È latitante ormai dal dicembre del 2018 e due mesi fa riuscì a sfuggire all’ennesimo blitz delle forze dell’ordine. Il boss Antonio Di Martino è di fatto introvabile da 18 mesi.  Nonostante gli sforzi di polizia di Stato e carabinieri che sono sulle sue tracce. Secondo fonti investigative, il boss starebbe contando sull’appoggio di alcuni fedelissimi del clan che nei boschi dei Lattari stanno facendo di tutto per nasconderlo. La pericolosità del Di Martino è fuori discussione: nell’inchiesta Olimpo è descritto come un capo clan sanguinario pronto a tutto pur di fare rispettare la sua legge nel territorio di Gragnano e Pimonte. Per la Dda, insieme al fratello Fabio Di Martino (al momento ai domiciliari), è lui a gestire gli affari di famiglia, dalle estorsioni allo spaccio nel quartiere di Iuvani. E proprio sulla vendita di stupefacenti che si basa l’ultima ordinanza di custodia cautelare a suo carico emessa in settimana.

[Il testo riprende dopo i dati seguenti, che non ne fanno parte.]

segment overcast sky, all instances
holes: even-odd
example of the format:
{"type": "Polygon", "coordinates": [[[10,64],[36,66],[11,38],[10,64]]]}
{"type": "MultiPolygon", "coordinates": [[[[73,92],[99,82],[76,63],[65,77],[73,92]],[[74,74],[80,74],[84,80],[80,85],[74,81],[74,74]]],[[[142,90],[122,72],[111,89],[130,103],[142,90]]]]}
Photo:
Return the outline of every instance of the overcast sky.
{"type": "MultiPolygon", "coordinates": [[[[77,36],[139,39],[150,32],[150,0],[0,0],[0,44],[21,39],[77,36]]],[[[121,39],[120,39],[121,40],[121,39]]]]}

L’alleanza tra i Di Martino e i D’Alessandro

Come ripotato da stabiachannel.it Di Martino avrebbe siglato un’alleanza con la potente cosca dei D’Alessandro di Scanzano. Un’alleanza sancita anche con un matrimonio con un figlio di Leonardo o’ Lione e la figlia del boss Paolo Carolei. Per la Dda, Di Martino riforniva di marijuana la cosca stabiese che di fatto la rivendeva all’interno delle piazze di spaccio. Antonio Di Martino è uno degli uomini di punta dell’inchiesta “Olimpo”, l’indagine che ha svelato l’assurdo patto d’affari tra le cosche dell’area stabiese per spartirsi il business del racket.